気になるニュース・気になる内幕---今日の朝刊(朝日、読売、毎日、産経、東京、日経の各紙・東京本社発行最終版)から注目の自動車関連記事をピックアップし、その内幕を分析するマスコミパトロール。
2011年6月28日付
●原発相に細野氏、首相、延命へ執念(読売・1面)
●日産世界3強も視野、中期計画2016年度シェア8%、新興国取り込み力点(読売・8面)
●三菱自、EV生産引き上げ、2012年度搭載電池の調達先拡大(読売・8面)
●中国高速鉄道期待と不安、進む開発、高い運賃、突貫工事(読売・9面)
●循環冷却稼働すぐ停止、1時間半後、漏水で(朝日・1面)
●サラリーマン小遣い月4100円減(毎日・8面)
●カーナビ地デジン未対応1400万台、買い換えよりチューナー(産経・10面)
●「震災後の日本、北野武さんに任せたい」菅直人首相は19位、アクサ生命調査(東京・7面)
●インド向け新型車を発売、トヨタ(東京・7面)
●ホンダの部品工場中国で3割賃上げ、昨年スト、今年は回避(日産・11面)
●パナソニック、三洋中心に人員削減(日経・12面)
ひとくちコメント
日産自動車のカルロス・ゴーン社長が新たな中期経営計画「日産パワー88」を発表した。ネーミングの「88」は、2016年に世界市場シェア8%、営業利益率8%という目標を掲げているためだ。ただ、この数字は「コミットメント(必達目標)ではなく努力目標」と、ゴーン社長のこれまでの強引な目標からはややトーンダウンした言い回しである。

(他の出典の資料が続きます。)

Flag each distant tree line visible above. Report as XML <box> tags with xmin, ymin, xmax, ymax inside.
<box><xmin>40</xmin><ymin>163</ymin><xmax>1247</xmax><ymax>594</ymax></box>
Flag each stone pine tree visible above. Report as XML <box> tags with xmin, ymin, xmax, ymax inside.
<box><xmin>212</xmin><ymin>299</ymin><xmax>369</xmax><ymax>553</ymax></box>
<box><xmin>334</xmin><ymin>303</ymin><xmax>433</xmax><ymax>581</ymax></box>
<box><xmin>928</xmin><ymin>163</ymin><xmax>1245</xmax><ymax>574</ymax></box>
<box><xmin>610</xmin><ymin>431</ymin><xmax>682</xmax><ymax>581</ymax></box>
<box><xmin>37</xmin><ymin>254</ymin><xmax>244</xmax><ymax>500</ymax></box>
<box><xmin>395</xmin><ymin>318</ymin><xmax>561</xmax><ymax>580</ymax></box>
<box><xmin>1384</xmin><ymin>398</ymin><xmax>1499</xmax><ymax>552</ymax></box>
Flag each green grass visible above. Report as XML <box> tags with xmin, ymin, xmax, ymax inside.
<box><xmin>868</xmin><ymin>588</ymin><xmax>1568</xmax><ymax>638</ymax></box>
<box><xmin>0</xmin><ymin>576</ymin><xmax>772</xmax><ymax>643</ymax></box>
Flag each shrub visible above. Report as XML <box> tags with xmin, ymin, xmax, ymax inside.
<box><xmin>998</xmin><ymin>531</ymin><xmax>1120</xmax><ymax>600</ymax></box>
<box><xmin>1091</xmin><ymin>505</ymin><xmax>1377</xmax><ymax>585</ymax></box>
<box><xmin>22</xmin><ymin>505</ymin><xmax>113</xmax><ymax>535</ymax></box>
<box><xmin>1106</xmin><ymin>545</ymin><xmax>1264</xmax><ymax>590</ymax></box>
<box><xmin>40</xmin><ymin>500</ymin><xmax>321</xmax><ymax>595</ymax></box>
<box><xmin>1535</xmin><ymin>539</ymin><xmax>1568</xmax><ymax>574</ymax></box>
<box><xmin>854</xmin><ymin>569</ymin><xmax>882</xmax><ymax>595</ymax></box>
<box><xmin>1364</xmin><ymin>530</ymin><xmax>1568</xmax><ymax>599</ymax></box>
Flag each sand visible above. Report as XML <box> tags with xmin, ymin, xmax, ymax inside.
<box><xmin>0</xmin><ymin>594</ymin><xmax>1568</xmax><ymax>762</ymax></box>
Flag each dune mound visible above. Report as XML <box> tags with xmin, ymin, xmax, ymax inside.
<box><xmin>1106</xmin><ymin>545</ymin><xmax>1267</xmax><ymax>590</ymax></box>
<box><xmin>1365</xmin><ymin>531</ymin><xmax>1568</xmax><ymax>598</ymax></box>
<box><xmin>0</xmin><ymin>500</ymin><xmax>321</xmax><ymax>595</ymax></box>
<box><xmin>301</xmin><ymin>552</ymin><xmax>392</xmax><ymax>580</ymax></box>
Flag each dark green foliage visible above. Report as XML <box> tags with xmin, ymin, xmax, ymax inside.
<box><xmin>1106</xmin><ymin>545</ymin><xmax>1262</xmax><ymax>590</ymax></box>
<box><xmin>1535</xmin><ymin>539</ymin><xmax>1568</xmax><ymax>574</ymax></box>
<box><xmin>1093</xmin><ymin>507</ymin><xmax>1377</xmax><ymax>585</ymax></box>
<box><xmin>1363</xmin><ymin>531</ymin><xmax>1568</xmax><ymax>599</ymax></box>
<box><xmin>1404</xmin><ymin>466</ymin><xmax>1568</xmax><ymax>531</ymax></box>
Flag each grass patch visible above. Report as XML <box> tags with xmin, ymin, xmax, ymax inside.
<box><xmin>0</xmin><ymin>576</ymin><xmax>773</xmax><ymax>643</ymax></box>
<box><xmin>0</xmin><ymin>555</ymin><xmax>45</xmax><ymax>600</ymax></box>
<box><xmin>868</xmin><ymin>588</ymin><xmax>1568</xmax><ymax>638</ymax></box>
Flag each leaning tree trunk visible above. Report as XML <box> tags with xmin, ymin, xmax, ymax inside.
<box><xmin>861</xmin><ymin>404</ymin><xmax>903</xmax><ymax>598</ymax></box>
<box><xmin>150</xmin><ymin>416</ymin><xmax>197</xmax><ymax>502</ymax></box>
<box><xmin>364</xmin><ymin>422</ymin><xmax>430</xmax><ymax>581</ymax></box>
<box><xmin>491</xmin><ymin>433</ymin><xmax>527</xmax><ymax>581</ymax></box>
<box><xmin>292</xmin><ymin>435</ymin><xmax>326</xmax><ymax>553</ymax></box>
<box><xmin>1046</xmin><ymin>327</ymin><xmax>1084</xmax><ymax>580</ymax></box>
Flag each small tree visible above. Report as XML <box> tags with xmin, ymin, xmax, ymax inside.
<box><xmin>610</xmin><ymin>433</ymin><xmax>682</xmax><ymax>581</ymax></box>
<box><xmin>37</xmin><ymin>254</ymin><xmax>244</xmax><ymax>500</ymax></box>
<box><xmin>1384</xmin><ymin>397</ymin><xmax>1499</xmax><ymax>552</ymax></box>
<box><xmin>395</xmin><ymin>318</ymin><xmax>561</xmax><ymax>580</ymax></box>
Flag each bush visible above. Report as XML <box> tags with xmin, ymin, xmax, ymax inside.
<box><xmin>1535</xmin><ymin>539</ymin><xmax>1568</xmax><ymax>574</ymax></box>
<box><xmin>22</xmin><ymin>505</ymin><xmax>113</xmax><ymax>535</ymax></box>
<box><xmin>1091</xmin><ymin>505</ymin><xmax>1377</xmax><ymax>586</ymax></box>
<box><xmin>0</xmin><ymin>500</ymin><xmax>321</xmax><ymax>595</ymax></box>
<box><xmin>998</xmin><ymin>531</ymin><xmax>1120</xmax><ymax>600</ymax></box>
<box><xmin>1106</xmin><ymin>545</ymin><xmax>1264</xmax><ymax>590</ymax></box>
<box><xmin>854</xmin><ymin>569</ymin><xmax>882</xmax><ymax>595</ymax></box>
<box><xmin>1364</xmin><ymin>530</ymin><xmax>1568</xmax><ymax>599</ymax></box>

しかも、ゴーン社長は「今回は、何かを復活させたり守勢に回る必要がなく初めてハンディキャップのない形で最初から攻勢をかけられる中期経営計画だ」などと、オフロードでのギアチェンジも必要ないことを強調した。
きょうの各紙にも「日産パワー88」について取り上げているが、読売は「世界3強も視野」、朝日は「1000万台計画」、毎日と東京は「世界シェア8%へ」、産経は「EV7車種投入で攻勢」、さらに日経は「世界7500店で販売」などと、見出しはまちまちである。
思えば、ルノーから再建請負人として乗り込んできたゴーン氏が日産の社長に就任して丸10年が経過した。一時は米ビッグ3へのスカウト人事も取り沙汰されたが、延命に次ぐ延命で今や自動車メーカーの中ではスズキの鈴木修会長兼社長に次ぐ長期政権となっている。
今回発表した「日産パワー88」は、ゴーン経営の総仕上げとしての意味合いをもつが、社内外からは“ポスト・ゴーン社長”のうわさ話もすっかり影をひそめるなど、さらなる“延命”に意欲を燃やしている。